Your own theories about who you are influencing your actions. And those perceptions dictate your experiences, which are literally rearranging your brain’s wiring.
Many people view their habits, traits, and characteristics as permanent. If you view your personality as mutable instead of permanent, you are inclined to work on it and improve in life and career.
“People’s inflated belief in the importance of personality traits and dispositions, together with their failure to recognize the importance of situational factors in affecting behavior, has been termed the ‘fundamental attribution error,’” according to Stanford psychologist, Lee Ross.
People who consistently view their traits as unchangeable and inherent, have a rigid sense of self and do little to improve them. This mindset creates mental traps that make it difficult to grow.
People with permanent mindsets react to information differently. They easily get discouraged by setbacks, because an obstacle dents their belief in their ability. They tend to become uninterested and give up.

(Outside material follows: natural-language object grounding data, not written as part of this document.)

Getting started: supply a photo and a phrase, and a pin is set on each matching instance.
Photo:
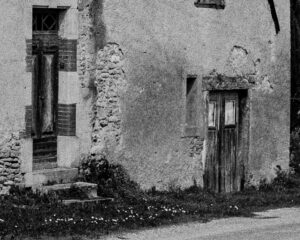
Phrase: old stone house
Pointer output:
(178, 92)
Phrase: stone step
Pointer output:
(54, 175)
(82, 190)
(87, 201)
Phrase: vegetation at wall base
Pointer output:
(28, 213)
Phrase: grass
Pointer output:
(25, 213)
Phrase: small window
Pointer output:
(191, 101)
(212, 114)
(229, 112)
(217, 4)
(45, 20)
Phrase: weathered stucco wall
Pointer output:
(133, 58)
(162, 40)
(14, 94)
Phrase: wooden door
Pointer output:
(221, 163)
(45, 98)
(44, 94)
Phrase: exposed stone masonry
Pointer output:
(110, 82)
(10, 174)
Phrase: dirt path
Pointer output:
(283, 224)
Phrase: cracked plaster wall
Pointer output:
(160, 40)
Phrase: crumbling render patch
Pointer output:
(240, 63)
(264, 85)
(216, 81)
(10, 174)
(110, 83)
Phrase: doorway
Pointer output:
(45, 88)
(222, 164)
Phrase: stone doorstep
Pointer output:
(87, 201)
(90, 189)
(57, 175)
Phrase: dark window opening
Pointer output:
(191, 101)
(217, 4)
(45, 20)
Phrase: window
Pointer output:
(229, 112)
(45, 20)
(218, 4)
(191, 101)
(212, 114)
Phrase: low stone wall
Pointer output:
(10, 174)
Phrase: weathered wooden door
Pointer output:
(221, 163)
(45, 91)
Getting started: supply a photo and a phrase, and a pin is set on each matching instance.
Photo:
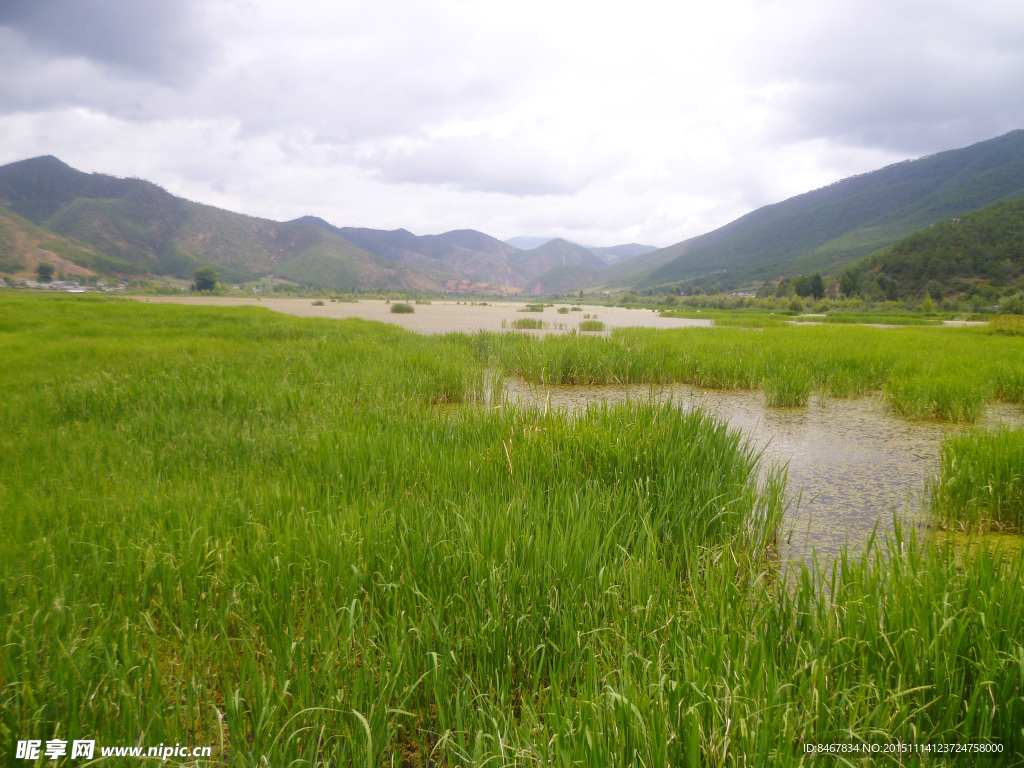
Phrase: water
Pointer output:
(851, 464)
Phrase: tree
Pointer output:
(205, 279)
(848, 280)
(817, 287)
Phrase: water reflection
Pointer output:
(851, 463)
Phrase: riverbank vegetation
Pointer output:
(946, 375)
(981, 483)
(308, 542)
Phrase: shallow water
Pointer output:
(851, 464)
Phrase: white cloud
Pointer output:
(600, 122)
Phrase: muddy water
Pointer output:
(448, 316)
(851, 464)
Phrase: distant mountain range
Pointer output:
(827, 227)
(98, 223)
(979, 253)
(103, 224)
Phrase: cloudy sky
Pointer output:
(600, 122)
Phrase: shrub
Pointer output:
(528, 324)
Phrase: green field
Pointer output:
(946, 374)
(308, 542)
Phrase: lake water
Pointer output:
(851, 464)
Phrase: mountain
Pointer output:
(609, 255)
(523, 243)
(530, 265)
(614, 254)
(982, 248)
(827, 227)
(141, 224)
(458, 254)
(24, 246)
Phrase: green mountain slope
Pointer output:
(24, 246)
(985, 247)
(138, 222)
(455, 255)
(824, 228)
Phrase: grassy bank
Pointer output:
(943, 374)
(317, 542)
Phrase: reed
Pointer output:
(528, 324)
(303, 542)
(981, 481)
(946, 374)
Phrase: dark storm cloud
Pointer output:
(905, 77)
(154, 39)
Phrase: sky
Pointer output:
(603, 123)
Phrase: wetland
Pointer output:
(317, 541)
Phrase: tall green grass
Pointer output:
(944, 374)
(981, 481)
(303, 542)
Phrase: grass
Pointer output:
(1011, 325)
(981, 482)
(944, 374)
(528, 324)
(303, 542)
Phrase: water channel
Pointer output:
(851, 463)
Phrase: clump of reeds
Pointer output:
(1010, 325)
(230, 527)
(981, 481)
(528, 324)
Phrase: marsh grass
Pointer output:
(944, 374)
(1010, 325)
(528, 324)
(981, 481)
(262, 534)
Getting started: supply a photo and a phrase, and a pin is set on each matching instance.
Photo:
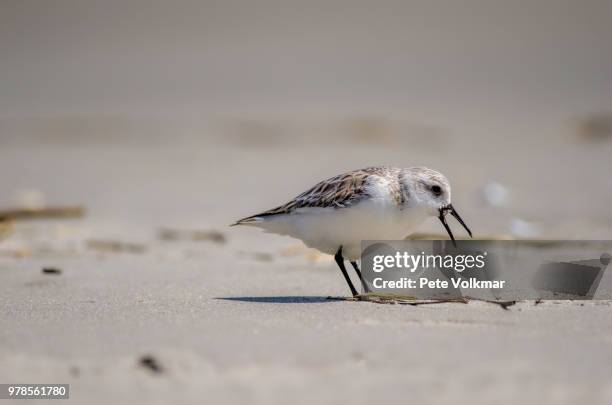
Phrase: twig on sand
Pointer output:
(378, 298)
(69, 211)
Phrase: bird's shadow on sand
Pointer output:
(300, 299)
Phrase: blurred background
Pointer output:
(225, 108)
(159, 123)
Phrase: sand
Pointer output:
(146, 311)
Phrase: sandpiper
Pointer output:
(375, 203)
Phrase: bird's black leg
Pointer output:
(356, 267)
(340, 261)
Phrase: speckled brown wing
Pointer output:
(339, 191)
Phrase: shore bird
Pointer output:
(375, 203)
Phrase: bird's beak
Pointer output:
(442, 217)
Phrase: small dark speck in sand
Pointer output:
(51, 270)
(149, 362)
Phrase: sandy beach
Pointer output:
(151, 126)
(225, 314)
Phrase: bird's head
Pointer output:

Everything won’t go as planned in life. If you are unwilling to adapt to uncertain events in life, you will always be disappointed.
“The root cause of frustration, irritation, anger, sadness is an inflexible mind — one that wants to hold onto the way we wish things were, the ideas we’re comfortable with, argues Leo Babauta.
Psychologists believe that the stories we tell ourselves and what we believe to be true about our traits not only affect our future prospects but may also impact our work experiences and total well-being.
In his book, The Body Keeps the Score: Brain, Mind, and Body in the Healing of Trauma, Bessel van der Kolk M.D. explains that traumatic experiences can “freeze” a person’s personality.
You experience pain, anxiety and traumatic stress at an early age, you will have a difficult time “dis-associating” yourself from that experience. This can easily become the only way of life you know.
“Being traumatized means continuing to organize your life as if the trauma were still going on — unchanged and immutable — as every new encounter or event is contaminated by the past,” says van der Kolk.
People with established mindsets from the past, stop looking forward. They stop integrating new memories in. They are still living in the past.
They have a very difficult time fully embracing new mindsets, mental models, and life principles — and allowing present healthy experiences to continue shaping their personality.
Past experiences and traumas can trap you in unhealthy attitudes and behaviours but there is always a way out — if you are ready to learn more about yourself and open up to improve beyond your current circumstances.
There is more flexibility to who we are than we might assume.
Flexibility is your willingness to adapt. It’s your attitude.
It allows us to examine our personal beliefs and prejudices, and open up to new ways of viewing the world around us.
You’re not trapped by your own character traits. When you think of yourself as fluid or open-minded, you will open yourself to new and better experiences that can create normal, healthy memories.
What you need is a new lens, worldview, or perspective. A shift in how you see yourself changes everything. Brian R. Little, author of Who Are You, Really?: The Surprising Puzzle of Personality, explains:
“The essential idea behind personal construct theory is this: All individuals are essentially scientists erecting and testing hypotheses about the world and revising them in the light of their experience. Those hypotheses are called personal constructs, and they are the conceptual goggles through which we view the world.”
What mental constructs and theories about yourself have your build from your past that are still influencing and limiting your personal growth today?
The world we live in is the same for all of us, but the way we experience it is different for everyone because of a mixture of nature and nurture.
The good news is, you are always evolving. And you can change your negative perceptions about yourself to live an abundant life.
What got you here won’t get you there
“Our path is not about what we have done or where we have been; it is about where we are going and what we are becoming.” — Reyna Aburto
Defining yourself by your past attitudes can damage your potential to grow.
An attitude aimed at personal and career growth is exactly what you need. When in doubt, assume that you have something more to learn and that you can improve and develop at any stage of your life and career.
Never stop evolving.
With time, you can change your internal narrative, override past behaviours and adopt new habits to make real progress in life.
If your past experience has altered your authentic self, it’s not too late. You can override your past fixed memory about who you are.
Spanish philosopher, Jose Ortega y Gasset, once said, ‘I am, plus my circumstances.’
Who you are is a series of shifting models, concepts and mindsets that establish themselves as you relate to others and things around you — it is created by and appears within the framework of your interactions.
Life would be better if you didn’t think of you as a fixed concept. Spare a thought for what you would like to change about yourself.
“I can’t help myself” is not a valid excuse.
Your experience in life is your responsibility, so keep an open mind and start to relate to life in a way that enhances your own happiness. It will take time. Your mind may not be easy to change but it’s pliable.
An adaptable mindset will give you a richer sense of who you are, what you stand for, and how you want to move forward.